Primary cultures of cortical neurons

All animal procedures were approved by the University of Chicago Institutional Animal Care and Use Committee. Dissociated cultures of cortical neurons were prepared from C57BL/10 mice, embryonic day E16.5, as previously described (Li, et al., 2005). Cells were plated on poly-L-lysine-coated 15 or 25-mm coverslips at a density of 8 × 104 cells/cm2 and maintained in serum-free medium (Neurobasal A/B-27; Invitrogen Corp., Grand Island, NY) supplemented with 0.5 mM L-glutamine and 5 μM 5-fluoro-2'-deoxyuridine. Under these conditions neuronal purity is > 95% (Li, et al., 2005).
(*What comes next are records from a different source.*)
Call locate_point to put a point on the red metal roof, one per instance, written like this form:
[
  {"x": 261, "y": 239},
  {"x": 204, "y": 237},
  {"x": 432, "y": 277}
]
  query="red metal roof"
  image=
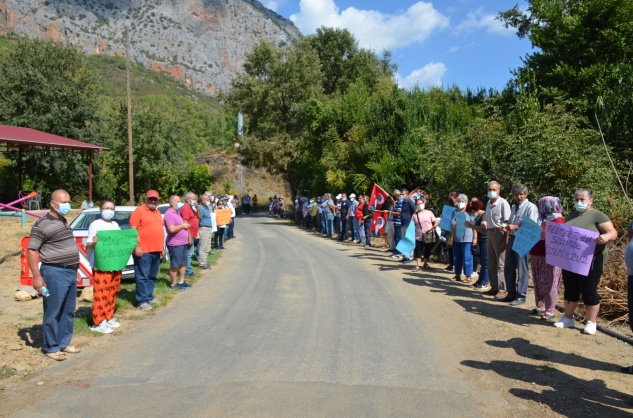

Continuous perfusion model of simulated ischemia-reperfusion

Coverslips with cultured cells were placed in a sealed flow-through chamber created by clamping together 2 coverslips separated by a stainless steel spacer ring (1.2 ml volume), as previously described (Vanden Hoek, et al., 1996, Levraut, et al., 2003). This chamber was mounted on a heated microscope stage with temperature monitored within the chamber by a thermocouple, and maintained at 37.0°C ± 0.5°C. The chamber was continuously perfused at 0.25 ml/min with saline equilibrated with O2-CO2 gas mixtures in a warmed water–jacketed column. Perfusate was conducted in tubing constructed of PharMed (Cole-Parmer Instruments, Vernon Hills, IL) or stainless steel to minimize oxygen leaks. Standard perfusion was with oxygenated, bicarbonate-buffered balanced salt solution (BSS) of composition (in mM): 104 NaCl, 18 NaHCO3, 4.0 KCl, 0.8 MgSO4, 1.0 NaH2PO4, 1.2 CaCl2, and 10 glucose, bubbled continuously with gas of composition 21%O2/5% CO2/74% N2 to produce a PO2 of ~150 torr, PCO2 of ~40 torr, and pH of 7.35. Ischemia was simulated with a solution containing (in mM): 0 glucose, 114 NaCl, 21.4 NaHCO3, 8.0 KCl, 0.8 MgSO4, 1.0 NaH2PO4, 1.2 CaCl2, and bubbled with 80% N2 and 20% CO2 for 30 min to produce conditions of severe hypoxia with PCO2 ~144 torr, and pH of 6.8. Monitoring of PO2 directly downstream from this perfusion chamber using an O2 electrode in a sealed flow-through chamber (Micro Flow-through O2 system, Lazar Research Laboratories, Los Angeles, CA) demonstrated that PO2 of < 5 torr, simulating that in the core of focal brain ischemia (Liu, et al., 2004), is attained in this system within ~10 minutes. Reperfusion was simulated by transition back to oxygenated BSS. All solutions contained 5 μM propidium iodide (Invitrogen, Grand Island, NY) to monitor cell viability.

Neurons were continuously imaged with a Nikon Eclipse TE 2000-U inverted phase/epifluorescent microscope. Prior to each experiment, a suitable microscopic field was selected and regions of interest were defined over somata of 30–60 healthy neurons in phase-contrast images. Phase-contrast and fluorescence images were acquired using a CoolSNAP ES PC-controlled camera (Photometrics, Tuscon, AZ) coupled with MetaMorph software, and were captured every 30 min during an experiment. Preselected neurons acquiring nuclear propidium fluorescence were counted at each interval as dead neurons.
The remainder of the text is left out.